Esteemed colleague Paul brings up a hard issue in his comment on the previous post. He is not alone in being scandalized by the failure of some priests to attend to the sick and the dying.
I've been thinking about it, and it's a hard question. On the one hand, I think almost any priest is ready to drop whatever he is doing to go minister to the dying with Anointing and/or Viaticum, etc. This is one of the classic works of the cura animarum; it is part of the identity of the priest. On the other hand, it isn't infrequent to hear of someone leaving their parish or even falling away from the faith because 'the priest didn't/wouldn't come' when a loved one was sick or dying.
So what's going on here?
First, I have always found the clergy hard to reach. Rectory office hours are shrinking, and it can be hard to get through the maze of phone menus during other hours.
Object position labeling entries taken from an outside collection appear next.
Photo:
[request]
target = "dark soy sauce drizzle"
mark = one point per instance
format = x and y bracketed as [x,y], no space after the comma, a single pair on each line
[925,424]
What's more, during the times when offices are closed, i.e. in the evening or early morning, the parish priest is often unavailable because of services and meetings. Most rectories at least have an answering machine, but my experience of the clergy is that they do not take advantage of all the technological means available to them for keeping track of emergencies.
Second, and this is hard to say, but as a parish priest you just can't answer your phone at night. When I was first in the parish, I used to forward the emergency line straight to my cell phone on the nights when I was on duty. I imagined myself as an eager parish priest ready to respond to a pastoral need at any moment. After an hour on the phone one night with someone complaining that one of the priests stole her kidney when she came to confession, and another half hour another night with someone afraid to come out of his basement because of "the aliens," I set up a voice mail account where people could leave a message. It invites people with real emergencies to leave a message, after which I will call them back. Some folks find this off-putting, but I require my sanity. I check the messages frequently, and this system seems to work pretty well. On the other hand, I realize that people who are distressed or elderly may not understand such things when they call.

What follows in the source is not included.